Because REAMDE has a plot that punishes any attempt to look at the big picture, I’ve so far ignored the characters. By Stephenson’s standards they are pretty good, especially at first, but the longer the story goes the less impressive they are. Richard Forthrast appears to be a stand-in for Stephenson himself, being about Stephenson’s age and interested in most of the same things. The main difference is that Richard is incredibly rich…make of that what you will. Other than being a vector for the author’s opinions, Richard never gets to do all that much, and the book’s real action revolves around Zula, who is sympathetic but very generic, despite what should have been a fascinating background as an African war orphan. Beyond them there are a dozen or so minor characters, all of whom are characterized by applying a single adjective to a national stereotype. So there’s the crazy Russian man, the competent Russian man, the friendly Chinese woman, the geeky Chinese man, etc. In a startlingly old-fashioned maneuver, at the end of the story the author hands out relationship assignments for three pairs of characters.
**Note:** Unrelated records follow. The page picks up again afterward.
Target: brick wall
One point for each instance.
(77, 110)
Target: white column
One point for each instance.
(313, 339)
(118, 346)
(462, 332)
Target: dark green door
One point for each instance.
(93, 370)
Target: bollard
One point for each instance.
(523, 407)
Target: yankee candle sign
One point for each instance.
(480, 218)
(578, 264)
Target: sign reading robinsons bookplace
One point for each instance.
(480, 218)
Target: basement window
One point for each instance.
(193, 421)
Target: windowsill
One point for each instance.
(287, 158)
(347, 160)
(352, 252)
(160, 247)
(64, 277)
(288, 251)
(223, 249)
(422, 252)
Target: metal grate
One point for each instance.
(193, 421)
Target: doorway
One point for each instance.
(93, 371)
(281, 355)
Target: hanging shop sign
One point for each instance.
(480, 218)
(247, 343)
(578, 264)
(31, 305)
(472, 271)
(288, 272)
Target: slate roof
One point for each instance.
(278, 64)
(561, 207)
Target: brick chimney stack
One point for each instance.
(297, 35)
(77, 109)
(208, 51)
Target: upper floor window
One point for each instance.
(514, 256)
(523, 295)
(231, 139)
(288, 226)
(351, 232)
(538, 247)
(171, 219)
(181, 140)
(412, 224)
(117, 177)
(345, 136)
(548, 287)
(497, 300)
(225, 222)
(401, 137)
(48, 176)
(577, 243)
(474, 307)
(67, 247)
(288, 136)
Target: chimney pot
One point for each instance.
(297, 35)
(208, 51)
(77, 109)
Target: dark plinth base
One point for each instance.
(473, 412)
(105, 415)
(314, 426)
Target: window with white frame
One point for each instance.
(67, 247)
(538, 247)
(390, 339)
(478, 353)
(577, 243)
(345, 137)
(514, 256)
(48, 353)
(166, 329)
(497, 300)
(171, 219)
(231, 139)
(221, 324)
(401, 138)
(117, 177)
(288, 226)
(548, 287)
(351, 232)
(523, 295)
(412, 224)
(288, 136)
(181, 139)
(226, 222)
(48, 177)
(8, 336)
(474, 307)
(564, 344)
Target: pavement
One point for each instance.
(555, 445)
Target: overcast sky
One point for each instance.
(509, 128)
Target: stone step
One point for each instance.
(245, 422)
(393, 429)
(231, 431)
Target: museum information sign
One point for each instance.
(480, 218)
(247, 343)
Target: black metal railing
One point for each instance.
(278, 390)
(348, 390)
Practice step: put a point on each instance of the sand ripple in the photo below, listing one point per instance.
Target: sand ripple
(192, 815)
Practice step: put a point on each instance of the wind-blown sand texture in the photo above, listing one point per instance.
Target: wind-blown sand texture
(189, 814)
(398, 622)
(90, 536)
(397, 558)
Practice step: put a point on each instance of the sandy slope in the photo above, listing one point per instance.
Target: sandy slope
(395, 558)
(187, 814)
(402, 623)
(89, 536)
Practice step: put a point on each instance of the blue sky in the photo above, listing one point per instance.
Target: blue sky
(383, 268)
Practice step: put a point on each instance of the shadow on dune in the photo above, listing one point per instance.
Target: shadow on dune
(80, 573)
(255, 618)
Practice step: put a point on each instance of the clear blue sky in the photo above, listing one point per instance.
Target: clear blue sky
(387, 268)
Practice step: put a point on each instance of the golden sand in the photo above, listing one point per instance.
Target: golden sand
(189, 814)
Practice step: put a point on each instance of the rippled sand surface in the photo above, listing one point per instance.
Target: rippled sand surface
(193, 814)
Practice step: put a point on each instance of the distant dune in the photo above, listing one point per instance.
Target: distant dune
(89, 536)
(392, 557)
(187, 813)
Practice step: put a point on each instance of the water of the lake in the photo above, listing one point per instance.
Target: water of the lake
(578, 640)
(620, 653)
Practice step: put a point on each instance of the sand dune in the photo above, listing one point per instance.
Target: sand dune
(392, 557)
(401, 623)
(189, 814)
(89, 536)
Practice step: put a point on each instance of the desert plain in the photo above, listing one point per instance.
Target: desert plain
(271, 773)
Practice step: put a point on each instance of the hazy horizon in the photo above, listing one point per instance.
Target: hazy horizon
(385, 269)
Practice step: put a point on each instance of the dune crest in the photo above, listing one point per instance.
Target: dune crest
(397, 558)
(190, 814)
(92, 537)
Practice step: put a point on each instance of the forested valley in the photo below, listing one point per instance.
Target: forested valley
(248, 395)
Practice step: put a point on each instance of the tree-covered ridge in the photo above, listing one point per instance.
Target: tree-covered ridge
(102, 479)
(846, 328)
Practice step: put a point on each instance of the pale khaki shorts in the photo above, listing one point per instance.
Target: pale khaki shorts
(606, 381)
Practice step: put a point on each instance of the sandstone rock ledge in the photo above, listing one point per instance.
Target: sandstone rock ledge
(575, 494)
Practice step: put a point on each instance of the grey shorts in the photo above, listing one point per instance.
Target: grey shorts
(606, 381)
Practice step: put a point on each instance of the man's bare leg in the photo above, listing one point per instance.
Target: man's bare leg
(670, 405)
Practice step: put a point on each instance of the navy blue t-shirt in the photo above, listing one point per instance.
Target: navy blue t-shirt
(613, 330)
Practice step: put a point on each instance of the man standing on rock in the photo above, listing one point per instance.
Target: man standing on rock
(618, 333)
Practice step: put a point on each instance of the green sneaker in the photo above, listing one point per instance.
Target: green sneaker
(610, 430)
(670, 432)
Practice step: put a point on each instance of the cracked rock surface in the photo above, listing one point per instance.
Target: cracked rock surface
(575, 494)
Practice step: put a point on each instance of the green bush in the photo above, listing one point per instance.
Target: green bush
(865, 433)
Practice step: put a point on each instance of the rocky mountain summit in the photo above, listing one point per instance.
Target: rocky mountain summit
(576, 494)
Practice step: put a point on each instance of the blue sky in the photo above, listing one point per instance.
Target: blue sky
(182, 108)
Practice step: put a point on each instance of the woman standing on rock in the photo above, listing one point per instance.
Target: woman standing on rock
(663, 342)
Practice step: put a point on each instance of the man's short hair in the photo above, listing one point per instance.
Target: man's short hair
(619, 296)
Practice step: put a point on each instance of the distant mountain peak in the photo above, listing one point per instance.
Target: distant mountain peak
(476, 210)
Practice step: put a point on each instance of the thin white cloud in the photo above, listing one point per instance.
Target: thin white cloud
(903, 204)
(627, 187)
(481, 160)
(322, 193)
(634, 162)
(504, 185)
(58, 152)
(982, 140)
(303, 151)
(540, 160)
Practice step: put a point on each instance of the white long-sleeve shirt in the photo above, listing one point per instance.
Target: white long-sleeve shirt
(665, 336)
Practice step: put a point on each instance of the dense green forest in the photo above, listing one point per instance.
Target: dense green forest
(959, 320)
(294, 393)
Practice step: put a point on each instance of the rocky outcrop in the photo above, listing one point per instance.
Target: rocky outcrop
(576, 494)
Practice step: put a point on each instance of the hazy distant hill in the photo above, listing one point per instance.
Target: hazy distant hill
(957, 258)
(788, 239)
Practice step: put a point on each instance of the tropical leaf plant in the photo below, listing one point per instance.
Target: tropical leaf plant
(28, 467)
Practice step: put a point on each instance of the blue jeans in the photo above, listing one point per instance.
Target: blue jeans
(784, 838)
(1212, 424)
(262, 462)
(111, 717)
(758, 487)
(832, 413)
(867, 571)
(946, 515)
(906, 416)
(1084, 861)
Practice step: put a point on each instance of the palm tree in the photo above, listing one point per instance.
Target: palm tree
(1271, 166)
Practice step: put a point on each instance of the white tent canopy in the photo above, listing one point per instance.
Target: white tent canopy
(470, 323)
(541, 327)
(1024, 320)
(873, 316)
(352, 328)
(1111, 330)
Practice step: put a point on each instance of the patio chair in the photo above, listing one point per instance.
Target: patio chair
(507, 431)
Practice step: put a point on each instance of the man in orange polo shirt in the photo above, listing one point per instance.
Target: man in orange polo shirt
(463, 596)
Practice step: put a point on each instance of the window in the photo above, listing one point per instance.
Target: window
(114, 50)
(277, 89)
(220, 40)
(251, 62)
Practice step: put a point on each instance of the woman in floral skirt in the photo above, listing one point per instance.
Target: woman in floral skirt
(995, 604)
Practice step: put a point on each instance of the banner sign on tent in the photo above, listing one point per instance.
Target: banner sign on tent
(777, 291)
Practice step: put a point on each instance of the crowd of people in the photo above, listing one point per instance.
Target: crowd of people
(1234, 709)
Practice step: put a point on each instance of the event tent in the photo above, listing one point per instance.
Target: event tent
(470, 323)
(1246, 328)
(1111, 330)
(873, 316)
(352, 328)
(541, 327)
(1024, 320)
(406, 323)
Like many of REAMDE‘s problems, the characters would have seemed stronger if the book had just been shorter. Stephenson’s chief weakness, in my estimation, is that he has the stamina to write at such incredible length (and so much success that editors have no desire to rein him in), a length which magnifies other problems while undermining what is clearly his great strength, his wit and humor. What we need is for some hero to offer Stephenson an incredible amount of money to write an 80,000 word self-contained novel. I say hero, but actually everyone would make out like bandits when Stephenson’s usual sales volume rolled in and weren’t weighed down by production costs (the costs of editing and production should mean a bigger margin on shorter novels, even for ebooks).
I can’t end this review without mentioning the title. Thanks to the slow pace of book publishing, before the book even came out I had many months to consider it. Well, actually for the first month or two I misread it and thought the book was going to be called README, a reasonable title for a book I thought was about the Internet. Then I realized it was, in fact, REAMDE. Although for years I have wanted to write a post on this blog about SF titles, I’ve never wanted it quite enough to actually do it, so I can’t link to my criteria. You’ll have to take it on faith that REAMDE is a bad title, record-setting bad, by all but one (whatever its other faults, it’s very easy to Google). A lot of genre books have bad titles for understandable reasons, but it turns out REAMDE is called REAMDE because the Chinese scam uses a file called REAMDE. Why is that file called REAMDE, you ask? The answer provided by the novel, which you recall analyzes everything in tedious detail, turns out to be that REAMDE is just what the file was called. It doesn’t mean anything. So perhaps it’s an apt title after all.